In this exhibit, around 220 works from the private collection of the painter Georg Baselitz and from the Albertina
impressively demonstrate the origins and artistic development of the chiaroscuro woodcut in the 16th century. Especially beautiful and rare, in some cases unique prints will be shown.
First examples of the printing process in which the black line plate is supplemented by one or more colour plates originate from Lucas Cranach and Hans Burgkmair, who worked together with the carver Jost de Negker. The artists from the circle around Dürer, including Hans Baldung Grien, Hans Sebald Beham and Hans Wechtlin, as well as masters such as Albrecht Altdorfer, quickly took up the new process, with which unique colour effects could be achieved in printed graphics.
Only a few years after its invention in Germany, the first masterpieces of the chiaroscuro woodcut were created in Italy by Ugo da Carpi. Although he falsely claimed to have invented the new technique, he was in fact responsible for its revolutionary future development, insofar as he successively dispensed with the black line plate and created the composition from colour plates with irregularly carved colour fields. In this way, the representation takes on a painterly character, as if it were modelled by light and colour. His successors, Antonio da Trento and Niccolò Vicentino, further developed the new achievements and influenced other carvers, extending to Andrea Andreani, who set new standards in this technique with his in some cases extremely large formats.
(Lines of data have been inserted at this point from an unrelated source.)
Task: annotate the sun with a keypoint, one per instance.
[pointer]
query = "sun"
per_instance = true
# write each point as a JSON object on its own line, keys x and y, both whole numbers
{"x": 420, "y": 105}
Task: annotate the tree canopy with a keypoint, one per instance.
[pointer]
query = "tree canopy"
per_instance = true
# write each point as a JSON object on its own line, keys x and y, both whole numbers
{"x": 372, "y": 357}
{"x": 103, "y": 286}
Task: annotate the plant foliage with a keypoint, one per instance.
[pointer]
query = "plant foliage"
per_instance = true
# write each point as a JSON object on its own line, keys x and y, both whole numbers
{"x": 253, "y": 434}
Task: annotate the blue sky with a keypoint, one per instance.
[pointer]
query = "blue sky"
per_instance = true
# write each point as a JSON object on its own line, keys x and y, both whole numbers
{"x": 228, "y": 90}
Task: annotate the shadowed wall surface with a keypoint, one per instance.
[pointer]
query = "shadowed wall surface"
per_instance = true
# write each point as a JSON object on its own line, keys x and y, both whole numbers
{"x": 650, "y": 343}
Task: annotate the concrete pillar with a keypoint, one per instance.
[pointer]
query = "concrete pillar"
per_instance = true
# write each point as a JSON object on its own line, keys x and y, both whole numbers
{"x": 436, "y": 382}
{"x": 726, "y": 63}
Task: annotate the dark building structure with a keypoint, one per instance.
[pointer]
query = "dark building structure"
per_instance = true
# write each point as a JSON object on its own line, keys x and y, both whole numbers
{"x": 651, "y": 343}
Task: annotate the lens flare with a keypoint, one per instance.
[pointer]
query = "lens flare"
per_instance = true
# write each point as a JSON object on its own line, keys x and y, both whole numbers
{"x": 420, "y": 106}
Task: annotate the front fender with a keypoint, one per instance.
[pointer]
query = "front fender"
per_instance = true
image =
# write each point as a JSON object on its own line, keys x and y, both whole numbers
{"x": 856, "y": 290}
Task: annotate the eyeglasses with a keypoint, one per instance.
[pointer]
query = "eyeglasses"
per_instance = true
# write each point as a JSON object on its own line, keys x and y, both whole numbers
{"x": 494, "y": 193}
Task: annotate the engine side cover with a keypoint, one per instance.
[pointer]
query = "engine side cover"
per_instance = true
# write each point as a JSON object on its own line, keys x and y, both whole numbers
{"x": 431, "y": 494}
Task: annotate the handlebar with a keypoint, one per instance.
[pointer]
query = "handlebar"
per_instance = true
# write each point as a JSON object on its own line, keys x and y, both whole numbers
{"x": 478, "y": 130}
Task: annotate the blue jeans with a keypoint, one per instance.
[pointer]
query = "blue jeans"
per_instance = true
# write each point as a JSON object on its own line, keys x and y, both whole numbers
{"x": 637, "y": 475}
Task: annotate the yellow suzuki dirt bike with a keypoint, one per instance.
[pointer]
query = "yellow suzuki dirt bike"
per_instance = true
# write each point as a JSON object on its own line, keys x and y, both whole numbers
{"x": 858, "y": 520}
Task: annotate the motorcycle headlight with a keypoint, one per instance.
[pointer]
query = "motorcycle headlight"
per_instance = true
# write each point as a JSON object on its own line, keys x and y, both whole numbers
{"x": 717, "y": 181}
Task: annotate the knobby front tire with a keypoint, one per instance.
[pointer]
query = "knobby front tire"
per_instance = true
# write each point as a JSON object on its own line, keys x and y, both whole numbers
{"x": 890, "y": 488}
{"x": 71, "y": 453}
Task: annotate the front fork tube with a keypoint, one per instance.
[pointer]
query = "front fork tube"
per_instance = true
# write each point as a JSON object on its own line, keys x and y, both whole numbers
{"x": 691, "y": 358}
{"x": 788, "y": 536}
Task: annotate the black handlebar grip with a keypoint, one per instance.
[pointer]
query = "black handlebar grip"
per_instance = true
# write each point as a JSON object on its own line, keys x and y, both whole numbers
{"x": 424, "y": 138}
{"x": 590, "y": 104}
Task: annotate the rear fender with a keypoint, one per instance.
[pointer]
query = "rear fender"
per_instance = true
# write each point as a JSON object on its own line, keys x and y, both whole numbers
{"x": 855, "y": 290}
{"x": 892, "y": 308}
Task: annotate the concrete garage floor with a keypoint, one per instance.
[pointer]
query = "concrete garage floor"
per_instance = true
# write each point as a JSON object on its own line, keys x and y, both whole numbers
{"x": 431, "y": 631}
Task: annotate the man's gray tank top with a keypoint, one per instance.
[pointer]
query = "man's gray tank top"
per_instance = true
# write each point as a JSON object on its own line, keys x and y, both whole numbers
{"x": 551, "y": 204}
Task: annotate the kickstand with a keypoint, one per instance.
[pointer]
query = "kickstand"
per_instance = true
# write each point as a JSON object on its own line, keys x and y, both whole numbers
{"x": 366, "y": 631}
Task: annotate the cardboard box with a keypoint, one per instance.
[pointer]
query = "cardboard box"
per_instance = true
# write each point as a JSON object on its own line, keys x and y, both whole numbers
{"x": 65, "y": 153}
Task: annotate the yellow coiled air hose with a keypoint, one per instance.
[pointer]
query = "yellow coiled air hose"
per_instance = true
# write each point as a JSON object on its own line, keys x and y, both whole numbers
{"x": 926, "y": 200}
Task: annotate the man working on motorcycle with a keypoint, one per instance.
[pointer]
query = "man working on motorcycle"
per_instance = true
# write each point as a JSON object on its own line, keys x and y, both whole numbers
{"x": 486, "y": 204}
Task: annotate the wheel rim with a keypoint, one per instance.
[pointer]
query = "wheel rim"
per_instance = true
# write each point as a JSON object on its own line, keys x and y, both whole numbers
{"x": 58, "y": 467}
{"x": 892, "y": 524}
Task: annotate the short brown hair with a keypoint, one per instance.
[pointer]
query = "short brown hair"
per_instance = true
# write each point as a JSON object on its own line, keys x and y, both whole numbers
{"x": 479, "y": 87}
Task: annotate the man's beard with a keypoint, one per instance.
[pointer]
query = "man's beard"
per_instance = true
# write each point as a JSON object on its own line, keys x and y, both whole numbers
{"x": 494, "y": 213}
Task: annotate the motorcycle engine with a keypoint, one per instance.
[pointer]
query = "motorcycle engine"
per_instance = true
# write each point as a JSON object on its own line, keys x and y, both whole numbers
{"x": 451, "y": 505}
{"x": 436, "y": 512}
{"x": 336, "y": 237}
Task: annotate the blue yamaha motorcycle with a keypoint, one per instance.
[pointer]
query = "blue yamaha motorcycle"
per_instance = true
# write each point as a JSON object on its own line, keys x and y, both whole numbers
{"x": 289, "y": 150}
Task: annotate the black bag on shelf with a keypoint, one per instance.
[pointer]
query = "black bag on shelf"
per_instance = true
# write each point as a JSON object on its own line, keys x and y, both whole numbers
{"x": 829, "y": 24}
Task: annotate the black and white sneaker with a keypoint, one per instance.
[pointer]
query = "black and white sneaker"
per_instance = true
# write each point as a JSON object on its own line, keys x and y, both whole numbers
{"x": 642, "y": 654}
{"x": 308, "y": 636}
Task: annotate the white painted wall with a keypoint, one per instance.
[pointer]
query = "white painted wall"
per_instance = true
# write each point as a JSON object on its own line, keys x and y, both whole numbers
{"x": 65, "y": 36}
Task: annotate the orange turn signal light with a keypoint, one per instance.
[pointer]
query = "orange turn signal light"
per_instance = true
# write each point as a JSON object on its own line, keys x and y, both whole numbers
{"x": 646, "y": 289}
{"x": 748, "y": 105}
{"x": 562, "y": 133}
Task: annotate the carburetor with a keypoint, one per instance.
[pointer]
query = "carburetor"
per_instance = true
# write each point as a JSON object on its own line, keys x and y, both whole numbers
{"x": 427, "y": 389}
Extraordinary solutions were presented by the Sienese artist Beccafumi, who combined copperplate engraving with the colour woodcut in several of his fascinating works. Besides Germany, the new technical possibilities of the colour woodcut were also recognised in the Netherlands, where they were refined by their most important representative, Hendrik Goltzius.
Half of the works shown in the exhibit originate from the holdings of the museum and half from the collection of the well-known German contemporary artist Georg Baselitz, to whom the Albertina is simultaneously dedicating a solo exhibit.